The Abbot, Osbert de Clair, Prior of Westminster, augmented the grant to the cell of Kilburne by a rent of thirty shillings and land at Knightsbridge, after which it became a nunnery of the Benedictine Order, dedicated to the Virgin and St. John the Baptist. At the dissolution of the monasteries the lands of Kilburn nunnery at Hampstead and Kilburn were given by Henry VIII., in exchange for Paris Garden and other estates, to the Knights of Jerusalem, whose Order he soon after dissolved (1540).
Subsequent to the dissolution of the Knights of St. John it became the property of John, Earl of Warwick, who lost no time in alienating it to Richard Taverner, Esq. In 1604 Sir Arthur Atye died seized of Kilburn and Shuttop Hill. It was recently in the family of the Powells, an old name at Hampstead.
At no time does it appear to have been a religious house of any importance, though dignified with the name of Priory. Park states its revenue at the time of the Dissolution to have been under £200 per annum. Dugdale sets it down at £74 7s. 11d. per annum, and the whole building, inclusive of kitchen, larder, bakehouse, and brewhouse, beside the church, contained only twelve rooms.
From a rude but interesting etching in Park’s ‘History of Hampstead,’ of some parts of the domestic buildings, the only relics of it remaining, and which were standing in 1722, no idea can be formed of the appearance of the conventual structure, the site of which was distinguishable at the beginning of the present century by a rising bank in what was called the Abbey Fields, near the Tea Gardens.

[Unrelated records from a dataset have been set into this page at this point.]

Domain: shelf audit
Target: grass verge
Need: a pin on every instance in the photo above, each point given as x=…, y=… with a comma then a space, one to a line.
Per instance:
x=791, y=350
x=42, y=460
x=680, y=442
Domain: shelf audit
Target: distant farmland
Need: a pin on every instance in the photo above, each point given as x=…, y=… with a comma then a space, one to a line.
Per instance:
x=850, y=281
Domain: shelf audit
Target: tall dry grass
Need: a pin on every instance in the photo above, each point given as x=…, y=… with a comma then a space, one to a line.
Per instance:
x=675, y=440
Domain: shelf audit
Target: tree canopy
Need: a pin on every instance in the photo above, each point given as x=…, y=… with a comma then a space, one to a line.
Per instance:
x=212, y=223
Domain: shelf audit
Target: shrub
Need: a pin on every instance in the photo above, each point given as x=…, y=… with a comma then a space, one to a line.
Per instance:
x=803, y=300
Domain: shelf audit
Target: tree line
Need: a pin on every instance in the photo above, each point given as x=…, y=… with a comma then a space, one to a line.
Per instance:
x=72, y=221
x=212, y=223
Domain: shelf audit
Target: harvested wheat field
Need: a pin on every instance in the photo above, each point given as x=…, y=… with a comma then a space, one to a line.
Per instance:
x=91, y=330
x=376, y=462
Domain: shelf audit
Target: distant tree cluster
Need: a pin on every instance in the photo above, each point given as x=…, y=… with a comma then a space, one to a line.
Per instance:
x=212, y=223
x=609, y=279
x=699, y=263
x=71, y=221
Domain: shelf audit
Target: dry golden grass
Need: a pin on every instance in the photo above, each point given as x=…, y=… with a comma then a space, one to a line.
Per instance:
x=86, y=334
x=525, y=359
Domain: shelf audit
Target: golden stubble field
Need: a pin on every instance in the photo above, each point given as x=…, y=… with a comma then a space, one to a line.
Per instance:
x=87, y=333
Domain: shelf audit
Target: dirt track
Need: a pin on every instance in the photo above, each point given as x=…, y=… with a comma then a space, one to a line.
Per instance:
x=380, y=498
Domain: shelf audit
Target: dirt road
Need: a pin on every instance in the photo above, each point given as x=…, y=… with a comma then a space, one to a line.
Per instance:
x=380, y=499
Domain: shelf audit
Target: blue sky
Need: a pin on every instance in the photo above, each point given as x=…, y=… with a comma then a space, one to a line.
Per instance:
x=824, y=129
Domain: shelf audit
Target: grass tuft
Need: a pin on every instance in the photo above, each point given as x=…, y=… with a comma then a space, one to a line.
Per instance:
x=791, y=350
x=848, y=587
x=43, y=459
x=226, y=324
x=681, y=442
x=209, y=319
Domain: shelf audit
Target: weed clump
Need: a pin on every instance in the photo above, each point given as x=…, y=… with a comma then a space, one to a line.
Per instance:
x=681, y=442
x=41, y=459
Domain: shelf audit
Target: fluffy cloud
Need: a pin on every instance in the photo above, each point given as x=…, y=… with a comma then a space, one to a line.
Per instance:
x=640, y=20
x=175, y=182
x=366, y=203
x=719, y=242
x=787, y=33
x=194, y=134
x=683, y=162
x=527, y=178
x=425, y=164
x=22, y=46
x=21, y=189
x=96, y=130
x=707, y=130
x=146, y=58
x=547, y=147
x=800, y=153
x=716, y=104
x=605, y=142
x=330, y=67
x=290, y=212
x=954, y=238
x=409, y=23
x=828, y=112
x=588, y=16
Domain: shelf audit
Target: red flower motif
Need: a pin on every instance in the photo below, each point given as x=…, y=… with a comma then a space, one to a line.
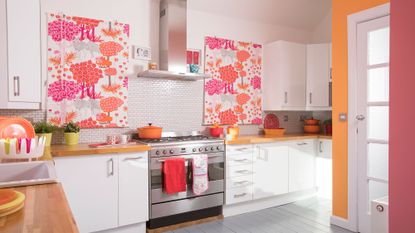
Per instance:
x=86, y=72
x=228, y=117
x=228, y=74
x=214, y=86
x=61, y=29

No doubt the Kilburn well, a mild chalybeate, was one of the so-called holy wells with which the vicinity of London abounded in Catholic times. But it was not until 1714 that some speculator bethought him of converting the slightly-medicated waters to use.

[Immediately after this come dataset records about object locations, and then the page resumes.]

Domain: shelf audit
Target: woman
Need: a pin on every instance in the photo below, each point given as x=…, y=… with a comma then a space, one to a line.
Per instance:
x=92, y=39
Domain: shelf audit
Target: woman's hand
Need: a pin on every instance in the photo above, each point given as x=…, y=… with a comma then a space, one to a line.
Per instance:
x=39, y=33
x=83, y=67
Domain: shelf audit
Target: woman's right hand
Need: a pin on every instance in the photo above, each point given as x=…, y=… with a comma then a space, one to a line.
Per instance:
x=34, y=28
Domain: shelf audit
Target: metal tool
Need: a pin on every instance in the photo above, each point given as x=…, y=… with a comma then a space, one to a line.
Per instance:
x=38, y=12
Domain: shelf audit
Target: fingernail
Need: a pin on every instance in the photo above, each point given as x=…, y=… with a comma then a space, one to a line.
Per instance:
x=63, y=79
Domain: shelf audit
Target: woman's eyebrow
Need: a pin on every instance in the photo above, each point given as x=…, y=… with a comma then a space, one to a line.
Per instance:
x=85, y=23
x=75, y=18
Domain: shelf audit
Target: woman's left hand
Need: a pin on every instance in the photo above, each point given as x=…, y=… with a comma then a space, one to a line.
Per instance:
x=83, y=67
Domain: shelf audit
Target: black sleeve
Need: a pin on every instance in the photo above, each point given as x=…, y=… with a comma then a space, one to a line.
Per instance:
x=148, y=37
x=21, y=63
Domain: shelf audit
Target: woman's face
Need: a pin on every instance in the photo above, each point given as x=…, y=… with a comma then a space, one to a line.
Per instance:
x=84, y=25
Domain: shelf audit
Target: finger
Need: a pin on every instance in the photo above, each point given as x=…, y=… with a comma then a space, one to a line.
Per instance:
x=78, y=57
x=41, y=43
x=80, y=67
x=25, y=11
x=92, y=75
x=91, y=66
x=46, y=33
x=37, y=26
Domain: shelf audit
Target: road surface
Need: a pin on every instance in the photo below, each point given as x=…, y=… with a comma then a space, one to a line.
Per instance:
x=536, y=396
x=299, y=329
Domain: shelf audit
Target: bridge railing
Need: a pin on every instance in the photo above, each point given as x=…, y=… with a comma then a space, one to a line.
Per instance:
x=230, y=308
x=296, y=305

The George Inn before 1870.
The spring or well is situated at the south-western extremity of the parish of Hampstead. It rises about 12 feet below the surface, and is enclosed in a large brick reservoir, with the date cut in the keystone of the arch over the door. It is a simple saline water with too little iron to give it the character of a true chalybeate, as may be easily imagined when we read that in 1813 it was used chiefly for the domestic purposes of the adjoining tavern. In 1773 the Kilburn wells were attached to a tea-drinking house, ‘well known to the holiday folk of London,’ the advertisement of which, transcribed by Park from the Public Advertiser in the July of that year, is amusing:
‘Kilburn Wells, near Paddington.—The waters now in the utmost perfection; the gardens enlarged and greatly improved; the house and offices repaired and beautified in the most elegant manner.
‘The whole is now opened for the reception of the public, the great room being particularly adapted to the use and amusement of the politest companies; fit for music, dancing, or entertainments.